Он встал, сделал несколько шагов по направлению ко входу в метро неподалеку от Большого Дворца и облокотился о перила. Это было время, когда заполнялись мастерские, а метро поглощало и выбрасывало из себя муравьев с человеческими головами. Ив долго невидящим взглядом наблюдал за этим вливанием и вытеканием человеческой массы. Когда-нибудь — он был в этом уверен и сейчас призывал этот день из глубины своей усталости и отчаяния — необходимо, чтобы все люди оказались вынужденными подчиниться этому движению прилива и отлива: все, без малейшего исключения. То, что Жан-Луи называл социальным вопросом, больше не встанет перед такими замечательными людьми, как он. Ив мечтал: «Мне необходимо увидеть тот день, когда в определенный час, поглощая человеческую волну, откроются и закроются шлюзы. Никакие приобретенные богатства больше не позволят никому из Фронтенаков оставаться в стороне под тем предлогом, что ему необходимо поразмышлять, предаться отчаянию, написать для своей ГАЗЕТЫ, помолиться, замолить грехи. Люди из низов восторжествуют над человеческой личностью, да, человеческая личность будет уничтожена, и вместе с ней одним махом исчезнет то, что приносит нам мучение и одновременно является источником милого нашему сердцу наслаждения: любовь.
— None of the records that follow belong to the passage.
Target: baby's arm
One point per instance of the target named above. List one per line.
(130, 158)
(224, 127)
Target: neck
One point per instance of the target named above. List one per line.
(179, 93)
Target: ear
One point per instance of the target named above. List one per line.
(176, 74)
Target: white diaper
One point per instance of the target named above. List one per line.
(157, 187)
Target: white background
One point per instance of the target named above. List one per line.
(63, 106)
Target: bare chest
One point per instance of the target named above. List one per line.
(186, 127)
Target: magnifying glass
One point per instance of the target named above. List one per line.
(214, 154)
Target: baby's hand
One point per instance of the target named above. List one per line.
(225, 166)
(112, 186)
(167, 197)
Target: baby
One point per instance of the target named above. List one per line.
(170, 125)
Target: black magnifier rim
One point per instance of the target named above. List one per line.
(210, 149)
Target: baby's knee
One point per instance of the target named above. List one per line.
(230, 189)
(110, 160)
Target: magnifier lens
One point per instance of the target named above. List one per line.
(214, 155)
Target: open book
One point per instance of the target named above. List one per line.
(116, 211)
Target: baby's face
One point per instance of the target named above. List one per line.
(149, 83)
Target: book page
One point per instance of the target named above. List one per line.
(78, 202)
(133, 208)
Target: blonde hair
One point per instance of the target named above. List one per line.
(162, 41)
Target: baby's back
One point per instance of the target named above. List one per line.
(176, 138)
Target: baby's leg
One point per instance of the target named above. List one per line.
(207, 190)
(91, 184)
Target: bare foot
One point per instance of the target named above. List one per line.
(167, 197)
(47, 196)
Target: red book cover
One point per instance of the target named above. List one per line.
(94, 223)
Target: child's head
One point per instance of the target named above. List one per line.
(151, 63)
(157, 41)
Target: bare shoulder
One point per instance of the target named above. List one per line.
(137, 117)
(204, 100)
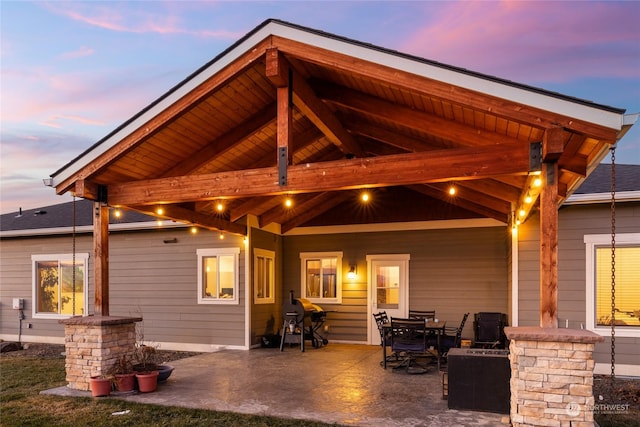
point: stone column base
(551, 376)
(93, 345)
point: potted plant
(125, 378)
(100, 385)
(146, 369)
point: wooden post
(101, 258)
(549, 246)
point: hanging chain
(613, 262)
(73, 262)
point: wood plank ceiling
(348, 124)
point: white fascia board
(586, 199)
(88, 229)
(591, 114)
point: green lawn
(22, 379)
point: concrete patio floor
(337, 383)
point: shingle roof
(60, 216)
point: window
(264, 276)
(627, 298)
(55, 294)
(218, 276)
(321, 278)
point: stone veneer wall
(551, 376)
(94, 344)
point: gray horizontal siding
(574, 223)
(147, 278)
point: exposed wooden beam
(549, 247)
(553, 142)
(131, 140)
(306, 101)
(448, 130)
(101, 258)
(492, 188)
(433, 166)
(254, 205)
(181, 214)
(438, 193)
(314, 207)
(478, 198)
(501, 107)
(224, 143)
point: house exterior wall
(453, 271)
(574, 222)
(147, 278)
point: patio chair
(452, 337)
(382, 320)
(408, 339)
(488, 330)
(422, 314)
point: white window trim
(84, 257)
(303, 277)
(236, 288)
(257, 252)
(591, 241)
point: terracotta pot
(164, 372)
(125, 382)
(100, 386)
(147, 381)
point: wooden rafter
(463, 163)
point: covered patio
(294, 115)
(342, 384)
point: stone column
(93, 345)
(551, 376)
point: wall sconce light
(352, 272)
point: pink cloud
(534, 41)
(121, 17)
(82, 52)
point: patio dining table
(430, 326)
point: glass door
(388, 288)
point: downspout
(515, 269)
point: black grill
(303, 320)
(478, 380)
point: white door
(388, 277)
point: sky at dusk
(71, 72)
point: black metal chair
(488, 330)
(408, 339)
(422, 314)
(452, 337)
(382, 320)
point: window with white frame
(627, 288)
(264, 276)
(321, 277)
(218, 276)
(59, 285)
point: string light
(288, 202)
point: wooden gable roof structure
(291, 111)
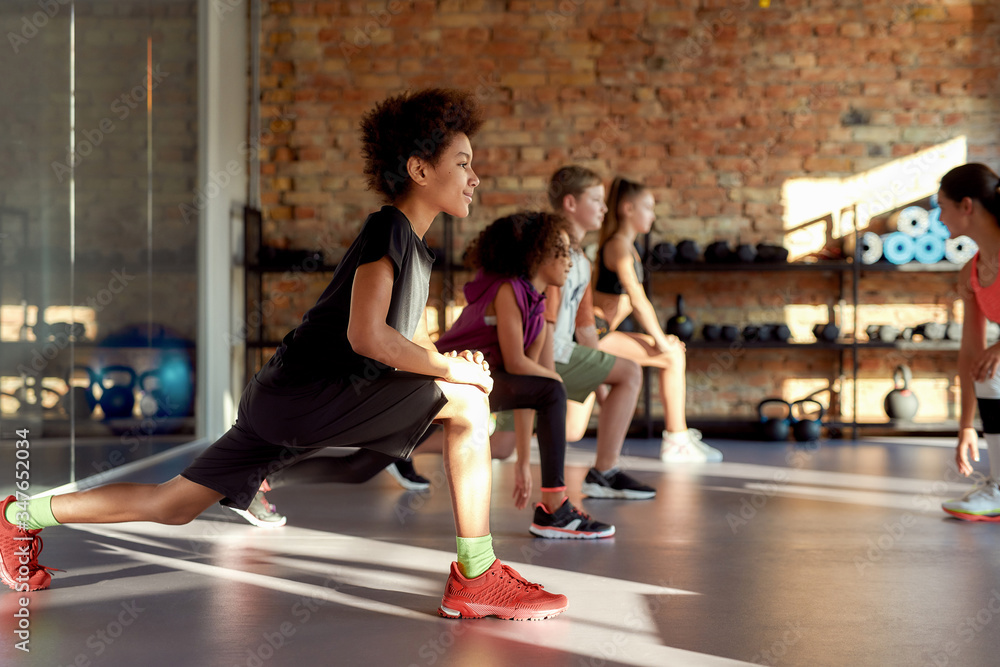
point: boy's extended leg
(175, 502)
(479, 584)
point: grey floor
(832, 555)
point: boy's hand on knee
(968, 441)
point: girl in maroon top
(970, 207)
(518, 257)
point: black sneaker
(403, 472)
(568, 522)
(615, 484)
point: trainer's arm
(371, 337)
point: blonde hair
(570, 180)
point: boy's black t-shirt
(318, 349)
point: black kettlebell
(118, 399)
(662, 254)
(688, 251)
(781, 333)
(718, 252)
(901, 403)
(826, 333)
(680, 325)
(154, 401)
(771, 427)
(807, 429)
(79, 401)
(746, 253)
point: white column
(222, 181)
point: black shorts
(277, 427)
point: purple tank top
(472, 330)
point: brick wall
(715, 104)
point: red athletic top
(988, 298)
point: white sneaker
(681, 448)
(981, 503)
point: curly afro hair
(418, 124)
(517, 244)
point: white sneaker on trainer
(981, 503)
(712, 455)
(680, 447)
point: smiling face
(554, 268)
(638, 213)
(452, 179)
(586, 210)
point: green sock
(475, 555)
(39, 514)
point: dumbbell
(661, 255)
(885, 333)
(745, 253)
(781, 332)
(758, 333)
(688, 251)
(807, 429)
(826, 333)
(772, 254)
(718, 253)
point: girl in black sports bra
(618, 293)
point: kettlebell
(153, 401)
(775, 428)
(79, 401)
(826, 333)
(901, 403)
(680, 325)
(118, 399)
(807, 429)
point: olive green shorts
(585, 371)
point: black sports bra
(607, 280)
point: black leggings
(548, 398)
(510, 392)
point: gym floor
(836, 554)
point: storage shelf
(828, 265)
(771, 345)
(912, 267)
(834, 265)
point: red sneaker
(19, 551)
(500, 592)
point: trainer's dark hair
(570, 180)
(517, 245)
(418, 124)
(976, 181)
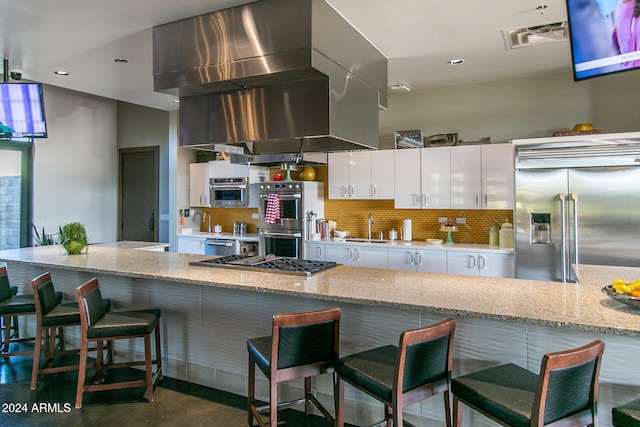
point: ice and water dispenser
(540, 228)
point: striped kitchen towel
(272, 212)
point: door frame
(156, 190)
(26, 187)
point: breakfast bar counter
(209, 313)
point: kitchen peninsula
(209, 313)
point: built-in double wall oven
(229, 192)
(282, 206)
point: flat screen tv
(605, 36)
(22, 111)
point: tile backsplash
(352, 215)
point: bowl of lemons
(624, 291)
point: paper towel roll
(406, 230)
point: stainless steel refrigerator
(577, 202)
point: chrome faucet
(208, 216)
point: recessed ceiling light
(402, 87)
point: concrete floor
(176, 403)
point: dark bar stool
(627, 415)
(12, 306)
(51, 319)
(565, 393)
(98, 325)
(418, 368)
(301, 345)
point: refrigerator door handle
(563, 239)
(574, 199)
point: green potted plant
(73, 238)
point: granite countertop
(418, 244)
(247, 237)
(580, 306)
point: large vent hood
(272, 76)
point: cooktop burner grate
(268, 263)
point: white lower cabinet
(357, 256)
(191, 245)
(480, 264)
(418, 260)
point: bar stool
(564, 393)
(418, 368)
(52, 316)
(98, 325)
(627, 415)
(12, 306)
(301, 345)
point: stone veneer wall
(352, 215)
(9, 212)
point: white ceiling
(417, 36)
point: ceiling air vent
(536, 35)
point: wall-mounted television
(22, 111)
(605, 36)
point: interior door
(139, 194)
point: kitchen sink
(365, 240)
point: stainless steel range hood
(272, 76)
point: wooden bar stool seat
(564, 393)
(52, 317)
(98, 326)
(11, 307)
(301, 345)
(418, 368)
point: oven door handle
(266, 233)
(219, 242)
(283, 196)
(228, 187)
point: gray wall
(518, 108)
(140, 126)
(75, 174)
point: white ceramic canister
(393, 234)
(406, 230)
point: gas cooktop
(285, 265)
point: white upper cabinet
(422, 178)
(361, 175)
(199, 185)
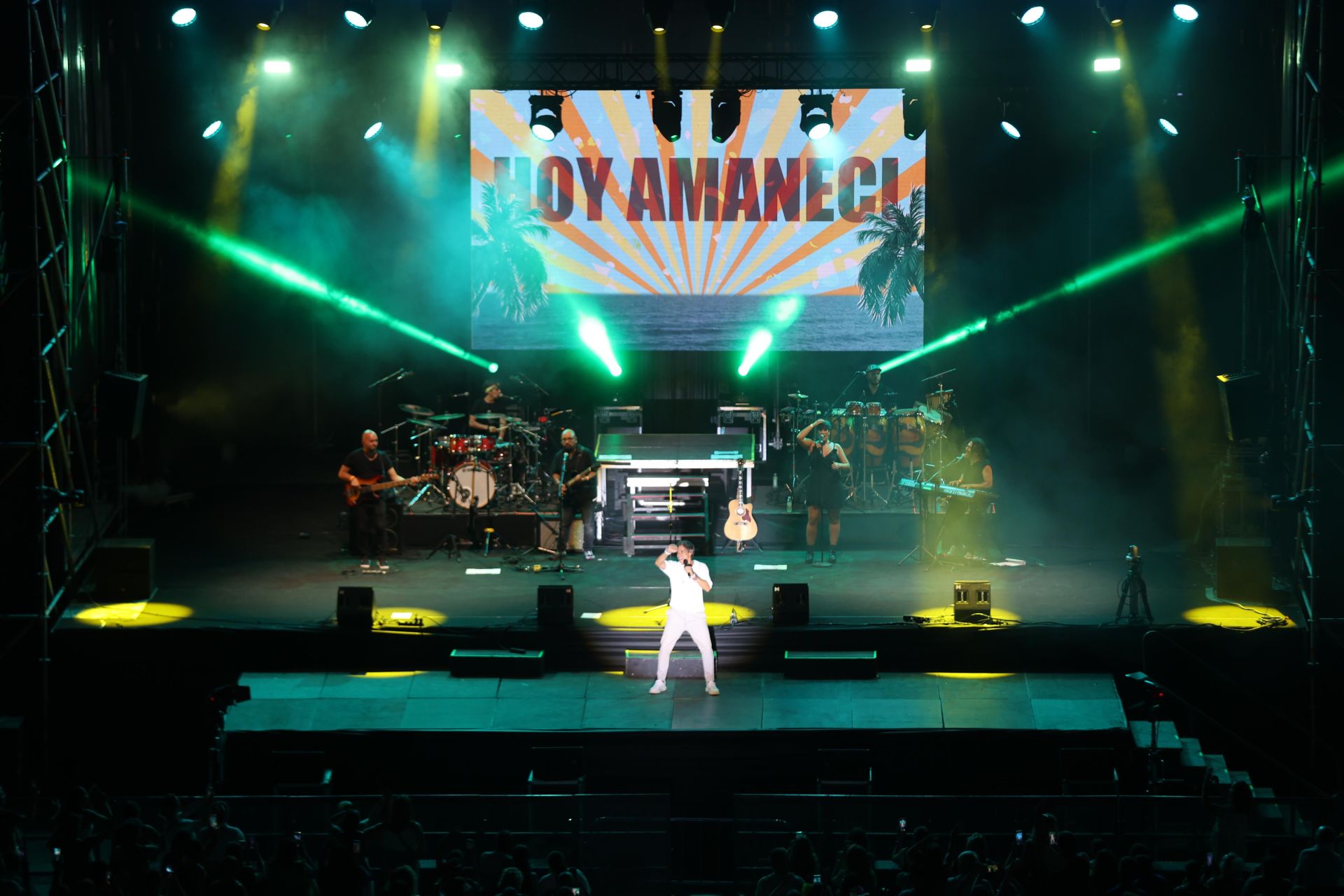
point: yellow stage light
(134, 615)
(654, 617)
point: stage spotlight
(270, 14)
(926, 11)
(436, 13)
(1113, 11)
(531, 14)
(1030, 15)
(815, 117)
(359, 15)
(913, 113)
(720, 14)
(724, 115)
(667, 113)
(825, 16)
(659, 13)
(546, 115)
(1171, 113)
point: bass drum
(470, 485)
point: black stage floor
(255, 564)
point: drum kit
(906, 437)
(475, 470)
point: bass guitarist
(365, 466)
(574, 469)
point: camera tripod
(1133, 589)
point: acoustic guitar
(366, 486)
(741, 526)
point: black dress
(825, 486)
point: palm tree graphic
(504, 261)
(890, 272)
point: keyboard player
(965, 516)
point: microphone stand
(923, 548)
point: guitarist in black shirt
(365, 466)
(578, 489)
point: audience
(108, 848)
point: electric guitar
(741, 526)
(582, 477)
(368, 486)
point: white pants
(672, 629)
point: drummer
(491, 407)
(870, 390)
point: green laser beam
(1113, 267)
(281, 273)
(758, 346)
(594, 336)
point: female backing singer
(827, 464)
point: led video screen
(695, 244)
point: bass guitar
(741, 526)
(369, 486)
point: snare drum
(441, 453)
(480, 445)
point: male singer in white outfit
(690, 582)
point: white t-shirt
(687, 596)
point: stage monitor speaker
(554, 605)
(121, 403)
(790, 603)
(355, 609)
(971, 602)
(1242, 570)
(124, 571)
(1243, 399)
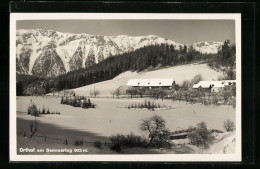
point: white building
(213, 86)
(151, 83)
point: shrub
(48, 111)
(43, 110)
(229, 125)
(98, 144)
(200, 136)
(130, 140)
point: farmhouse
(213, 86)
(151, 83)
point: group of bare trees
(159, 135)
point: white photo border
(236, 157)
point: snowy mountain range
(50, 53)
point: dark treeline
(152, 57)
(147, 57)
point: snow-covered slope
(37, 49)
(178, 73)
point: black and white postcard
(125, 87)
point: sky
(180, 31)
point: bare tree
(34, 126)
(201, 136)
(229, 125)
(158, 133)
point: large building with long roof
(151, 83)
(214, 86)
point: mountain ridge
(49, 53)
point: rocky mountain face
(49, 53)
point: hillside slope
(178, 73)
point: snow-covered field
(111, 117)
(178, 73)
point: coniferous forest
(151, 57)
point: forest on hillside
(155, 56)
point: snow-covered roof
(207, 84)
(150, 82)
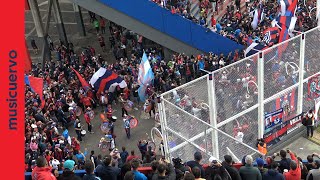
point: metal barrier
(224, 112)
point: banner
(282, 129)
(317, 111)
(273, 118)
(313, 87)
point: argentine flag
(145, 77)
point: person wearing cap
(313, 174)
(89, 167)
(260, 164)
(105, 171)
(196, 163)
(142, 145)
(42, 171)
(165, 171)
(138, 175)
(126, 125)
(68, 173)
(295, 169)
(308, 121)
(248, 172)
(78, 128)
(216, 170)
(273, 173)
(228, 164)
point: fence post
(213, 114)
(318, 12)
(260, 95)
(301, 74)
(163, 123)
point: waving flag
(257, 16)
(36, 85)
(83, 82)
(255, 48)
(271, 35)
(105, 79)
(145, 77)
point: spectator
(42, 170)
(308, 121)
(137, 175)
(105, 171)
(96, 25)
(313, 174)
(129, 176)
(154, 166)
(260, 164)
(233, 172)
(34, 46)
(216, 171)
(102, 25)
(311, 164)
(165, 171)
(197, 173)
(93, 159)
(124, 169)
(89, 167)
(284, 162)
(248, 172)
(68, 173)
(132, 156)
(124, 155)
(273, 174)
(196, 163)
(295, 170)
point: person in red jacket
(295, 169)
(42, 171)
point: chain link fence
(187, 134)
(229, 123)
(281, 66)
(312, 55)
(236, 88)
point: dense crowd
(49, 118)
(236, 24)
(47, 139)
(118, 167)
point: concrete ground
(90, 141)
(301, 146)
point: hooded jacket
(293, 174)
(42, 173)
(272, 174)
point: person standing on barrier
(126, 125)
(308, 121)
(262, 146)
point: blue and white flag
(145, 77)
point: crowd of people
(236, 24)
(49, 118)
(118, 166)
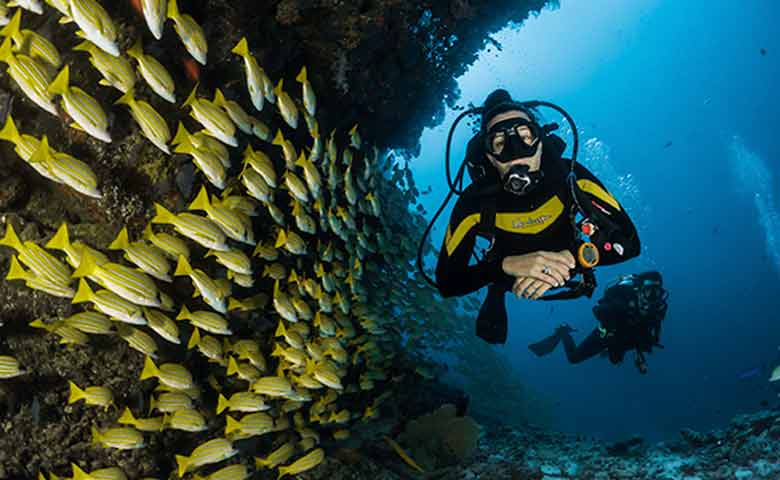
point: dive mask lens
(513, 138)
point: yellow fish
(200, 229)
(152, 71)
(256, 185)
(31, 43)
(95, 24)
(162, 325)
(128, 283)
(85, 111)
(242, 402)
(252, 424)
(147, 257)
(138, 339)
(170, 374)
(67, 170)
(207, 160)
(31, 77)
(255, 76)
(34, 6)
(287, 107)
(152, 123)
(116, 71)
(216, 122)
(212, 451)
(187, 419)
(273, 386)
(122, 438)
(155, 16)
(309, 99)
(226, 219)
(90, 322)
(307, 462)
(190, 33)
(208, 346)
(263, 165)
(205, 286)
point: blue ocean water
(676, 104)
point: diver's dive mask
(512, 139)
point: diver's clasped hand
(537, 272)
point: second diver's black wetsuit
(623, 328)
(538, 221)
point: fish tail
(6, 55)
(127, 417)
(76, 393)
(222, 403)
(174, 14)
(183, 267)
(84, 293)
(302, 75)
(183, 314)
(78, 473)
(60, 240)
(127, 98)
(232, 367)
(85, 46)
(282, 472)
(95, 435)
(182, 136)
(234, 304)
(195, 340)
(42, 153)
(281, 239)
(201, 201)
(280, 331)
(16, 272)
(121, 242)
(150, 369)
(59, 85)
(11, 239)
(241, 48)
(278, 139)
(232, 425)
(12, 28)
(219, 98)
(163, 215)
(182, 461)
(9, 131)
(86, 267)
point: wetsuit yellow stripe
(594, 189)
(460, 232)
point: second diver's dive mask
(512, 139)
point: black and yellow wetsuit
(539, 221)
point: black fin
(492, 319)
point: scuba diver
(630, 315)
(523, 202)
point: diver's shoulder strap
(487, 224)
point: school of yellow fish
(312, 254)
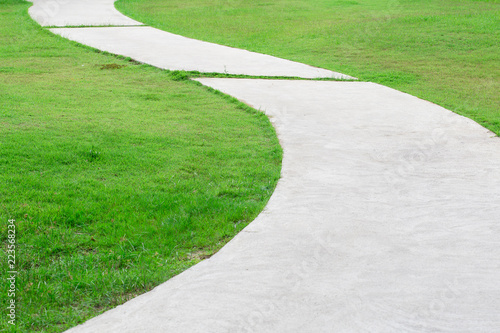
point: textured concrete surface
(62, 13)
(174, 52)
(386, 219)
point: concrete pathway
(386, 219)
(60, 13)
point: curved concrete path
(160, 48)
(61, 13)
(386, 219)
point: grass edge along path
(443, 51)
(117, 175)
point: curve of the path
(386, 219)
(159, 48)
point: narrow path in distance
(385, 218)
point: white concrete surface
(60, 13)
(174, 52)
(386, 220)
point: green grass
(118, 175)
(444, 51)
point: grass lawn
(444, 51)
(118, 176)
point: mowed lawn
(444, 51)
(118, 176)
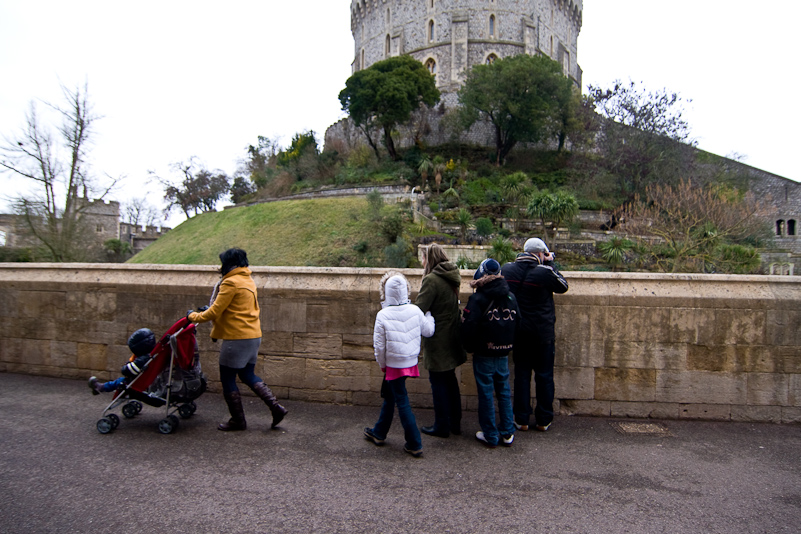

Не будет больше сумасшедших, превращающих бесконечное в конечное. Радость от мысли о том, что, вероятно, близко то время, когда из-за нехватки воздуха все Фронтенаки исчезнут с лица земли и ни одно существо не сможет даже представить себе того, что испытываю в эту секунду я, стоя облокотившись о поручни метро: этого пресного умиления, этого пережевывания того, что любимая могла бы мне сказать, начиная со дня нашего знакомства, и как она стремится заставить меня поверить в то, что она все же дорожит мной, — так же ведет себя изолированный ото всех больной, повторяя про себя слова врача, в которых он обрел надежду на выздоровление и которые он знает наизусть. Притом что они не имеют над ним больше никакой власти, он не перестает повторять их про себя вновь и вновь…»
После Марли… Он не мог придумать ничего лучшего, чем пойти домой и лечь спать. Умереть для него, несчастного бессмертного, не имело ни малейшего смысла. Он оказался в окружении по эту сторону. Кто носит фамилию Фронтенак, узнает, что в небытие нет выхода и что дверь в могилу надежно охраняется. В том мире, который он рисовал себе, который он видел, чей приход он предчувствовал, соблазн смерти больше не будет преследовать никого, потому что это деловое и очень занятое общество будет выглядеть как живое, но на самом деле будет уже мертвым. Нужно быть личностью, человеком, отличающимся ото всех других, необходимо держать собственную жизнь в своих руках и оценивать ее, и смотреть на нее трезво под взглядом Господа, для того чтобы иметь возможность сделать выбор: умирать или жить дальше.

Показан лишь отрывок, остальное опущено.